Tchétchénie

extrait de la préface de
"Tchétchénie, dix clés pour comprendre"
par le Comité Tchétchénie,
édition La Découverte, mars 2003

La Tchétchénie, " c'est le pire du pire ", disent simplement les humanitaires ou journalistes qui ont pu y circuler plus ou moins librement ces dernières années, tout en ayant connu d'autres conflits contemporains - Bosnie, Kosovo, Palestine, Timor ou Afghanistan, par exemple. Mais ces témoins de toutes nationalités sont très rares : ils ne se comptaient pas en centaines lors de la " première " guerre, et à peine en dizaines lors de la " seconde ", celle qui a débuté en octobre 1999. Car en Tchétchénie, le " pire " c'est - aussi - que la guerre s'y déroule à huis clos, dans un silence de plus en plus lourd à mesure que les années passent.

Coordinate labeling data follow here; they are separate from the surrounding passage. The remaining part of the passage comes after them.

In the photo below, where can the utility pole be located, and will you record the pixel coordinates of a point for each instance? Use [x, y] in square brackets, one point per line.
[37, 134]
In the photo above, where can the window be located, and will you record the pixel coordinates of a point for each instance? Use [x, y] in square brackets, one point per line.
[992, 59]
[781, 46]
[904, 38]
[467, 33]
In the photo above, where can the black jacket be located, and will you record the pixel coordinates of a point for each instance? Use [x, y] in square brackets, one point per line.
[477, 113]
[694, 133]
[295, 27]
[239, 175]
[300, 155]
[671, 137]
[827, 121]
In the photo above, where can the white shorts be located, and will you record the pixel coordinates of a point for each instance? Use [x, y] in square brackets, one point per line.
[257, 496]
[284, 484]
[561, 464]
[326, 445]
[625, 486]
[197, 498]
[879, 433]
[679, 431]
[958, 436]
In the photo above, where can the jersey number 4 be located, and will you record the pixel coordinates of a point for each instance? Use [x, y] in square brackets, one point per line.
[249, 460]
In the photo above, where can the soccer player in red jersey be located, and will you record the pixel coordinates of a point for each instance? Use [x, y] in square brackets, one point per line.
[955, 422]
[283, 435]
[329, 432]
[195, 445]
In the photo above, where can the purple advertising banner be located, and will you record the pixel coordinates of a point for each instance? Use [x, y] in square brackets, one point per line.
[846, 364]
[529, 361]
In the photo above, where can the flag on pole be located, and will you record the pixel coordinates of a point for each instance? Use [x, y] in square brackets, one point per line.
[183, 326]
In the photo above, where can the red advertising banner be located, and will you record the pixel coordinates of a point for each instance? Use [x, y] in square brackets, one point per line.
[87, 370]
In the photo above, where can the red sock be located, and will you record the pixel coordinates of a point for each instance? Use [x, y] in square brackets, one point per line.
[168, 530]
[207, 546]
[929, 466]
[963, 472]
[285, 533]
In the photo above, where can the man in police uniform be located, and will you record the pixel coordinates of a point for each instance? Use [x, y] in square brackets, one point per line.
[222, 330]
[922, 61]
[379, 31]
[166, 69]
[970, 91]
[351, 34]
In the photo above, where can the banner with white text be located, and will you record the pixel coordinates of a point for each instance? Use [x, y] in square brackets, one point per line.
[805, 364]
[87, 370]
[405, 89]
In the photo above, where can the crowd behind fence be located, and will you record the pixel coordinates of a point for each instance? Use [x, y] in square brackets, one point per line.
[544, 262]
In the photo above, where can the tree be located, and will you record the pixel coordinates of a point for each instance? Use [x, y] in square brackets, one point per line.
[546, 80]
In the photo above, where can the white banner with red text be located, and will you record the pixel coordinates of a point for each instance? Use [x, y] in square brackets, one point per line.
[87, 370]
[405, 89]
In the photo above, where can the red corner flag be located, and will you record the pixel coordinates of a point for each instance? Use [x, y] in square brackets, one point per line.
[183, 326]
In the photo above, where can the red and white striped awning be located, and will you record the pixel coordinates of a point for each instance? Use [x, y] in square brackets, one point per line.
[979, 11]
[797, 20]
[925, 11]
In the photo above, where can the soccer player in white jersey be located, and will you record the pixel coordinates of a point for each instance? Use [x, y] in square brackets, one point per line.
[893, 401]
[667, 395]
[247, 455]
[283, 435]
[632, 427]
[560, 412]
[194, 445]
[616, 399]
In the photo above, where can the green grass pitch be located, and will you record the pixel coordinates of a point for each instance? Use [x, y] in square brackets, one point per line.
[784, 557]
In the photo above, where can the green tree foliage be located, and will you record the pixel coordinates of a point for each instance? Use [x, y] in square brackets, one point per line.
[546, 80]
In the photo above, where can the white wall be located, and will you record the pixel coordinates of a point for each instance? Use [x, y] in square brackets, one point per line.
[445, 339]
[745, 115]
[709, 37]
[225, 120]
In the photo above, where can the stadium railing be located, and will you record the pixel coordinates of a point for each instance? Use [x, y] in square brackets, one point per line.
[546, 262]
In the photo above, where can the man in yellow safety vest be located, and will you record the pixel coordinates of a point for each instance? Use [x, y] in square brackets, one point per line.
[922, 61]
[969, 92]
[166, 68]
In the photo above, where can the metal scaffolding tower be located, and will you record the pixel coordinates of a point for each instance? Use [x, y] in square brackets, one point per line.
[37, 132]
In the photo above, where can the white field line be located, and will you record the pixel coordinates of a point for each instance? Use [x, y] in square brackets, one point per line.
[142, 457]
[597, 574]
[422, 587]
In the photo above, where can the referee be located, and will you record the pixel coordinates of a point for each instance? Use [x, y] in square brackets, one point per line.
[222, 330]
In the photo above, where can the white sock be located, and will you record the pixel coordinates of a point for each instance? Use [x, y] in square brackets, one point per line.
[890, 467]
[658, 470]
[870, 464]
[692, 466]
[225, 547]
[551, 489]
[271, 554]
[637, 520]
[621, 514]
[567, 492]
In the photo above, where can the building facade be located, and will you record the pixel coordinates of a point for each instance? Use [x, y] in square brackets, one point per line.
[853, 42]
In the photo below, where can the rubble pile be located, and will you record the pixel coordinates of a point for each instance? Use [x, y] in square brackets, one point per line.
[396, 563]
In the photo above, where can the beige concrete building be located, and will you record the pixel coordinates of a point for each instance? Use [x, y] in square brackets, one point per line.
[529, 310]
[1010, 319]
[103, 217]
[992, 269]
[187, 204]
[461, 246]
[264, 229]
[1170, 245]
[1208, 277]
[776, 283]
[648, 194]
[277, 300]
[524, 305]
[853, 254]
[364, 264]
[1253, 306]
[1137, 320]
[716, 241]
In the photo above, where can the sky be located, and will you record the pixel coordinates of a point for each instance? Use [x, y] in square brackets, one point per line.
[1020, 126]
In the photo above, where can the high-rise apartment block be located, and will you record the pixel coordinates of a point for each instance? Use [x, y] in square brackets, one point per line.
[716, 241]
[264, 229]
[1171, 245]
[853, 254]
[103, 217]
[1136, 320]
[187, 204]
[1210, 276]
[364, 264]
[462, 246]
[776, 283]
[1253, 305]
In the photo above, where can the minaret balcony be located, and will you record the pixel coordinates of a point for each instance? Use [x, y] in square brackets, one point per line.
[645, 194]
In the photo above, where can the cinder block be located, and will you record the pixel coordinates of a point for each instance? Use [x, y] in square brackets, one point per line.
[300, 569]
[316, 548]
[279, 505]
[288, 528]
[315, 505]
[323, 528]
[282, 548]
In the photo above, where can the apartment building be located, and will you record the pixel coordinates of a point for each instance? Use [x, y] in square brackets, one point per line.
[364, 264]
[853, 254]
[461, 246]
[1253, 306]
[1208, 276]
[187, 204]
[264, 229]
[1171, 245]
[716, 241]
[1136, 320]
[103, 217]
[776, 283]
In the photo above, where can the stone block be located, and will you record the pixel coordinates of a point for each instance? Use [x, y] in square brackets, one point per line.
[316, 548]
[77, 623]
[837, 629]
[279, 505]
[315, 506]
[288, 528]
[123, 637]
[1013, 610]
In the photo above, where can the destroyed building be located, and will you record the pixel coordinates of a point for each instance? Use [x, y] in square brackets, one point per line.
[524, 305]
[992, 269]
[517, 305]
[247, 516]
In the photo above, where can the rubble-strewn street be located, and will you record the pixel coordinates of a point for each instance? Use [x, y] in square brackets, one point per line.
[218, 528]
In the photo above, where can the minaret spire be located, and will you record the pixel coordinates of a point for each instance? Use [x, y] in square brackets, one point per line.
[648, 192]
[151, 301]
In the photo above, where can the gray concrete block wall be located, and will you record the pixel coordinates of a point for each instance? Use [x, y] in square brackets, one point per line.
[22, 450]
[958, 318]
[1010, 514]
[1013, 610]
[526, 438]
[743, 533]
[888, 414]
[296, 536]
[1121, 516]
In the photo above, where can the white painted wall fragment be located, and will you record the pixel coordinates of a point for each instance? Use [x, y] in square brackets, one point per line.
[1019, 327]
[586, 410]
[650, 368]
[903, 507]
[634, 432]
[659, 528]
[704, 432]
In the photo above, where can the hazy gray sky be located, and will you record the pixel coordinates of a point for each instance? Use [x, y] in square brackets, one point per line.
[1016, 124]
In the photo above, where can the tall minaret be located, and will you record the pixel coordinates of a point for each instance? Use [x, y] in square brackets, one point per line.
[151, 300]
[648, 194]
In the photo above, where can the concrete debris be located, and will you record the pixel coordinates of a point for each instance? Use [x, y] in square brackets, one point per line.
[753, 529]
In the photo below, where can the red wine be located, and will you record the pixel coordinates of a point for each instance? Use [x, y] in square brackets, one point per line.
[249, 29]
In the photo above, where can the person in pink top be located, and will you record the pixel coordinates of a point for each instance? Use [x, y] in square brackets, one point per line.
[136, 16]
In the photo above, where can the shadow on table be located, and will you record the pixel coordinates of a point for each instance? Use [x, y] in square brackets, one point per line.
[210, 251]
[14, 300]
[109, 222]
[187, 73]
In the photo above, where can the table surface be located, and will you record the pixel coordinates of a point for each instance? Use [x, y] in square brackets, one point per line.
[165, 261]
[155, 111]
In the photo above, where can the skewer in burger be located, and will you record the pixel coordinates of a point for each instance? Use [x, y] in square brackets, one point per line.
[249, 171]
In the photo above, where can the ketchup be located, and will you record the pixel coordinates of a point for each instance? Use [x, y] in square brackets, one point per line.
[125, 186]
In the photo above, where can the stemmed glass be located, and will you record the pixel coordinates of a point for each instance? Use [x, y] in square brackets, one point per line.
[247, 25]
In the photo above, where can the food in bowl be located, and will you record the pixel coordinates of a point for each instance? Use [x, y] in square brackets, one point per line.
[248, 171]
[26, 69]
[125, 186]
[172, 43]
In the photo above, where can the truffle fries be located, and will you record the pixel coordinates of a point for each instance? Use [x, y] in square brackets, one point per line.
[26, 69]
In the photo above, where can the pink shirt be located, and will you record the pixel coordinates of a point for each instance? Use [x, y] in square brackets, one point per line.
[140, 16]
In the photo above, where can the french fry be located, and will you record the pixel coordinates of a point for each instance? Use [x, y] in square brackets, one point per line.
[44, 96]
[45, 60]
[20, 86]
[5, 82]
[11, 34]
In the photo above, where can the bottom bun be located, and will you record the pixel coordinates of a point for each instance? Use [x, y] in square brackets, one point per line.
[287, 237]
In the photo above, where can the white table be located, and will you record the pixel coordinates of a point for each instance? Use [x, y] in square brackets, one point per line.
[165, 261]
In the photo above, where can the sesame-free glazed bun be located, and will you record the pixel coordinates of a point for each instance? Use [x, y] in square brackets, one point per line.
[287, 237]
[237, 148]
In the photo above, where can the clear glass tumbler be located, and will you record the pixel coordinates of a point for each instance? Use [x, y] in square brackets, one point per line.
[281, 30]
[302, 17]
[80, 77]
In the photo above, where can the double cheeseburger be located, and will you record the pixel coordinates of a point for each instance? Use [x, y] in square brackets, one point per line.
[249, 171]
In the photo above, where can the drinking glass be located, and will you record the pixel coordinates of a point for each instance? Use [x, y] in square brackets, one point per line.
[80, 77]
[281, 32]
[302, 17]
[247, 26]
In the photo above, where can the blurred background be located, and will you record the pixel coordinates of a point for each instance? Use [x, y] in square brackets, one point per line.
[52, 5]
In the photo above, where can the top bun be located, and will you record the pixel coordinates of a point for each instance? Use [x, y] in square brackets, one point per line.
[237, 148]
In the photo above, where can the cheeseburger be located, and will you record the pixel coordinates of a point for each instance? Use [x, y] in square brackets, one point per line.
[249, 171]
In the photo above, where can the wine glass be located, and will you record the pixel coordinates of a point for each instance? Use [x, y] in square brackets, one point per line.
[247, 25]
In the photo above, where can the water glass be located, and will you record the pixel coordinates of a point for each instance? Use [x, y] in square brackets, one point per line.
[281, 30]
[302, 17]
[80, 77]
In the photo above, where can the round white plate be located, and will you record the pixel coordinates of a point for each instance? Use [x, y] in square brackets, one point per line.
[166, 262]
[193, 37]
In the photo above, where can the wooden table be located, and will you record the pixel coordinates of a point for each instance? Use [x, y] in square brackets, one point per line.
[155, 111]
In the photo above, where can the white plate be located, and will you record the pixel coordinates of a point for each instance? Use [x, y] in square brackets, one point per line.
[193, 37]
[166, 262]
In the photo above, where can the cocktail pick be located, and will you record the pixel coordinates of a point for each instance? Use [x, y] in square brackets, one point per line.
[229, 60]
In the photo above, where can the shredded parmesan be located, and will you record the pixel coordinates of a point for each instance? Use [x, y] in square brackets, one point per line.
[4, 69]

Quiconque a pu se rendre sur place n'hésite plus à penser en termes de génocide - aussi du fait de la récurrence, dans l'histoire, des entreprises d'extermination de ce peuple. S'il ne s'agit pas d'un génocide - lent, en cours ou à venir, si le monde continue à être passif -, nous sommes en tout cas face à quelque chose qui y ressemble beaucoup. Le mot, pourtant, ne sera jamais utilisé ici. Volontairement, pour éviter toute indécence vis-à-vis des victimes de génocides reconnus. Mais aussi, sans doute, par conscience du poids étouffant des non-dits et de la désinformation qu'il faut dégager avant que la réalité du drame vécu dans cette lointaine Europe ne puisse être regardée en face.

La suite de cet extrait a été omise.